The first was a public comment made by Israeli President Reuven Rivlin on the nature of the peace process. President Rivlin’s new position is that wholesale annexation of the West Bank and the transfer of all people within it to Israeli citizenship is preferable to the piecemeal annexation of settlements built on land taken from private Palestinian citizens. In making this statement, the one state solution idea has been officially re-introduced into the Israeli mainstream political discourse.
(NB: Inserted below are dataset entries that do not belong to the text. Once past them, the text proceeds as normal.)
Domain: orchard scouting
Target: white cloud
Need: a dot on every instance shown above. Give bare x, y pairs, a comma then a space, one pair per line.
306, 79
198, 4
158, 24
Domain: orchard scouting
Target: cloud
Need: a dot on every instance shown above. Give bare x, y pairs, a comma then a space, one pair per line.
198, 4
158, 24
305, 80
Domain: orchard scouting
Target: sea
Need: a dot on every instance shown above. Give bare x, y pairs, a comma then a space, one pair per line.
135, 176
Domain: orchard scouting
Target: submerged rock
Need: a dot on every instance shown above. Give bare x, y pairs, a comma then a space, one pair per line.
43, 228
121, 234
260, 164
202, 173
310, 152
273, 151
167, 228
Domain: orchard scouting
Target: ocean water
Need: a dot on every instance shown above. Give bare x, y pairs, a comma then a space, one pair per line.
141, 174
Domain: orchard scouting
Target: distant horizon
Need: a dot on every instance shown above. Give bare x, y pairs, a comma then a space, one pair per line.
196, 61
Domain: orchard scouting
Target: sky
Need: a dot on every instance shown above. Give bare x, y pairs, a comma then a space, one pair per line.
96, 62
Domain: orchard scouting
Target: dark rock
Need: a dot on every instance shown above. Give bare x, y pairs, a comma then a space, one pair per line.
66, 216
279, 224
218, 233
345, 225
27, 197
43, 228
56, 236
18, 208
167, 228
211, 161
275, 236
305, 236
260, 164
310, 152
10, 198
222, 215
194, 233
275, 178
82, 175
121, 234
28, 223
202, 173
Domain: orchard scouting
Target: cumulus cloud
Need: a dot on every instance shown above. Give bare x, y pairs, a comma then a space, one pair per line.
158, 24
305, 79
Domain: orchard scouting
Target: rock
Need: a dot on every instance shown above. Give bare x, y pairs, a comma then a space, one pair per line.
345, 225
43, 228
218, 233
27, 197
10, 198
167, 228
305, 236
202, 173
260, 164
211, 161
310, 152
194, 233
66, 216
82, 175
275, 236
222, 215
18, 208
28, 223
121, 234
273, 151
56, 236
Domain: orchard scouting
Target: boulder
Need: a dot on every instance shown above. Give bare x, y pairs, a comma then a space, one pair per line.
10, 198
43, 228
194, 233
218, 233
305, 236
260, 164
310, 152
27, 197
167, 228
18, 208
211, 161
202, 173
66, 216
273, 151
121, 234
The other development was the outcome of today’s conference between President Trump and Prime Minster Netanyahu. At the conclusion of their meeting President Trump asked the Prime Minster to hold off on building new settlements, at least on a short-term basis. President Trump also stated that the administration will not predicate its policy on the two state solution – if that pathway is not working for the two parties to the peace agreement.
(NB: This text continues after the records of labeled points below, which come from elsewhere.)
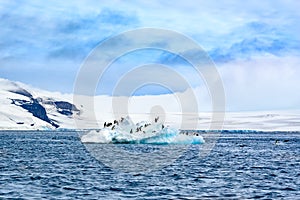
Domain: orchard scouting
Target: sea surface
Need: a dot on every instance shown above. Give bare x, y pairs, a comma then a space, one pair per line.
241, 165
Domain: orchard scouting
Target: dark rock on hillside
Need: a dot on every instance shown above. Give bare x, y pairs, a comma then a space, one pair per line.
35, 108
21, 92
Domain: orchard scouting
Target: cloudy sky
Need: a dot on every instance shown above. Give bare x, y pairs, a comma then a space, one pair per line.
255, 45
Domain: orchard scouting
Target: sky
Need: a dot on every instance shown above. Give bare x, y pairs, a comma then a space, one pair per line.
255, 45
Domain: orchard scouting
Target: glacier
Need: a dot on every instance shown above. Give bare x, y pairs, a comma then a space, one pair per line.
23, 107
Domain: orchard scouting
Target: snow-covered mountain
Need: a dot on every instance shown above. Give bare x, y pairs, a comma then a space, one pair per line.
23, 107
26, 108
At the same conference, Prime Minster Netanyahu said that peace would invariable include Israeli control of security “over the entire area west of the Jordan river”, in other words – the whole West Bank. Out of all of this then, it is tempting to conclude that Israel is going to shoot for the one state solution. However, there was little mention of the following:
- The concept of defining ‘what works for the parties’ is a seriously difficult one to untangle: the Israeli position is regularly hijacked by special interest groups; while the Palestinian position has been variously controlled by decision-makers in Jordan, the Arab League, and the PLO (while it was a terrorist organization, rather than a political one), amongst others.
- Palestine is already is state, unless it is formally adjudged by the Security Council to be non-self-governing territory. Under no scenario would the full, unilateral annexation of all territory within the West Bank be remotely legal under international law.
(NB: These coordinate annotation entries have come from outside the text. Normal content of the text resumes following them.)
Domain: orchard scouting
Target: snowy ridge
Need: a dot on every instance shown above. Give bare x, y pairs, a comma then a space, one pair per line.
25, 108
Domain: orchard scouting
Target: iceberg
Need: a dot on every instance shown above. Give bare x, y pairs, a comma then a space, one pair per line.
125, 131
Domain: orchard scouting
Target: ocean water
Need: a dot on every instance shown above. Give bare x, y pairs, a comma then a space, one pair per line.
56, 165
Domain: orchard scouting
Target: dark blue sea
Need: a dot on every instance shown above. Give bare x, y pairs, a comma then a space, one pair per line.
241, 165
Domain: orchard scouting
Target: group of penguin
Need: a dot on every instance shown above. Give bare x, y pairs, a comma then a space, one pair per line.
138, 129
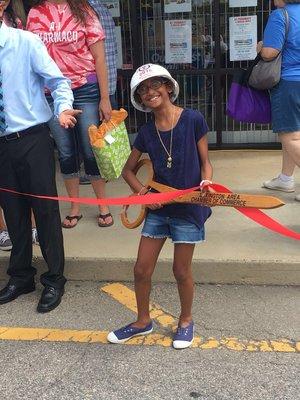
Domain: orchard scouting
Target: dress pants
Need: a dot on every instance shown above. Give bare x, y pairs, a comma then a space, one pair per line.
27, 165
To that end, there may well be no tangible, short-term change, other than a short holdup to the settlement building. However, there are two points which are worth keeping in mind. The first is that the seed of an idea of Israeli citizenship has now been sown in the minds of the West Bank Palestinians. This is a seed that will almost certainly be instantly rejected. That being said, for West Bank Palestinians, the idea of equal rights before the law, full civic participation, social security, education, and relatively unhindered travel, may present a more interesting idea over time.
The second factor is that despite all the positive noises from the American administration towards Israel, the way that the policy-defining narrative is presented is largely un-implementable. For example, a slightly closer look reveals that moving the embassy to Jerusalem remains a work in progress. The two state solution can also be dropped as an idea ‘if it doesn’t work for the parties’, but it doesn’t mean that the one state solution is going to be pushed either. At the same time, with this new approach President Trump might be able to achieve what President Obama was not – a halt on settlement construction.
The statements from President Trump may seem overwhelming given their contrast with the guarded statements from the previous administration; however, they are forming an observable tactic – providing gentle pressure where results can be best achieved: Israel. Despite overwhelming international goodwill to the Palestinians, the fact of the matter is that on the ground (where it matters most) the Israelis hold nearly all the cards. To that end, it is a business-like approach, and may hold out the prospect of being able to put together some form of agreement. Perhaps there is a ‘third way’ of approaching the peace process after all.